CG: What does animation offer you compared to drawing? I like exploring different mediums and experimenting.
JS: When I first started working with the brain, I was fascinated by people's reactions to my In my brain portraits, as they tried to retell their stories.
If I wanted to do a project in virtual reality, I waited for “the right” project, and the brain triggered the process. In VR, there's this sensation of infinity, like the possibilities offered by the brain. To make I will Sleep When I'm Dead, I first drew and cut out my 2D drawings, then I created volume shapes with a 3D graphic artist, which we textured with my drawings. When I saw my own 360° drawing on headphones, faithful to what I had imagined, I was seduced by this panoramic vision, which made me want to redraw them. So I did, and curiously enough, the experience brought me back to painting.
In Là où habite ma maison, which I produced at the invitation of the Jeu de Paume and which I'm presenting upstairs, drawing and animation offered me a form of immediacy that resonated with the urgency of the moment: that of responding “on the spot” to confinement. I had entrusted the testimonies I had collected to the author Claire Castillon, so that she could bring a grating distance to them - that acid yet sensitive tone that marks our meeting point.
CG: Your drawings often take the form of a tree structure.
JS: Arborescence is, in fact, very present in my work: family trees, hair, neurons, chemical formulas, it's often a question of ramifications.
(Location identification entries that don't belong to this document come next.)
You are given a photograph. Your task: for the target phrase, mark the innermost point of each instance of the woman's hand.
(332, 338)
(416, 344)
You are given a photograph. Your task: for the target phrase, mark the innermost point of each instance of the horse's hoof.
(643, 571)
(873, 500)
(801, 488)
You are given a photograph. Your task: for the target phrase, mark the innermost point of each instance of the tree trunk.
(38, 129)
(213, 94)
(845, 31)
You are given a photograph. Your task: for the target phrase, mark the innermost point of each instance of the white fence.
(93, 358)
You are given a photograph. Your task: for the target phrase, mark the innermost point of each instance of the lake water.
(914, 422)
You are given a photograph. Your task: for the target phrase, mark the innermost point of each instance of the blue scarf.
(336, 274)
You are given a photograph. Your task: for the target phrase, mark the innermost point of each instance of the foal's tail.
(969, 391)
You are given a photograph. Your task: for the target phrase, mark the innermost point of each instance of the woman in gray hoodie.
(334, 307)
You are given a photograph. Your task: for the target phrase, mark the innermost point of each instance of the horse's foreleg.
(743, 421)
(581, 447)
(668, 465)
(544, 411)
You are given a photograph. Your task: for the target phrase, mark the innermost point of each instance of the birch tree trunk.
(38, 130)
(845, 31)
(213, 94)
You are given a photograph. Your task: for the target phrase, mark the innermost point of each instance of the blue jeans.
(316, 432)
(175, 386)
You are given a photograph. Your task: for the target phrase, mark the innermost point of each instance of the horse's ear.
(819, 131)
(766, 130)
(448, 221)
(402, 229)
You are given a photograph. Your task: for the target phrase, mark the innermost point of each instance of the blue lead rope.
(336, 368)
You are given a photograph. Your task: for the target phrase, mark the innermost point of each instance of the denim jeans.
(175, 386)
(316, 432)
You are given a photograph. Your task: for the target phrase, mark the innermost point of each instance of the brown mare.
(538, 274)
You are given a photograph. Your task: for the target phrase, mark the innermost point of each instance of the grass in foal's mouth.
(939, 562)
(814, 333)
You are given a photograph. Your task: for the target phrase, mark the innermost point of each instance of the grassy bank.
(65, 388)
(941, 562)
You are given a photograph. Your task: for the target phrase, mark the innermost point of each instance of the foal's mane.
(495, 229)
Drawing physical or conceptual “threads” also means exploring how one thing can feed another.
In my daily practice, this logic is akin to a form of research, inherited from my university training. I like it when one book leads me to another, or to a film or a show, with no hierarchy of sources.
I will Sleep When I'm Dead evokes the way thought travels through networks of synapses: a pseudo-psychoanalytical journey that some feel like swimming, others like flying. These journeys, which you can make, redo or never return to, also evoke lost opportunities. Not in a nostalgic way, but as an open-ended question: what would my life have been like if I'd turned left instead of right?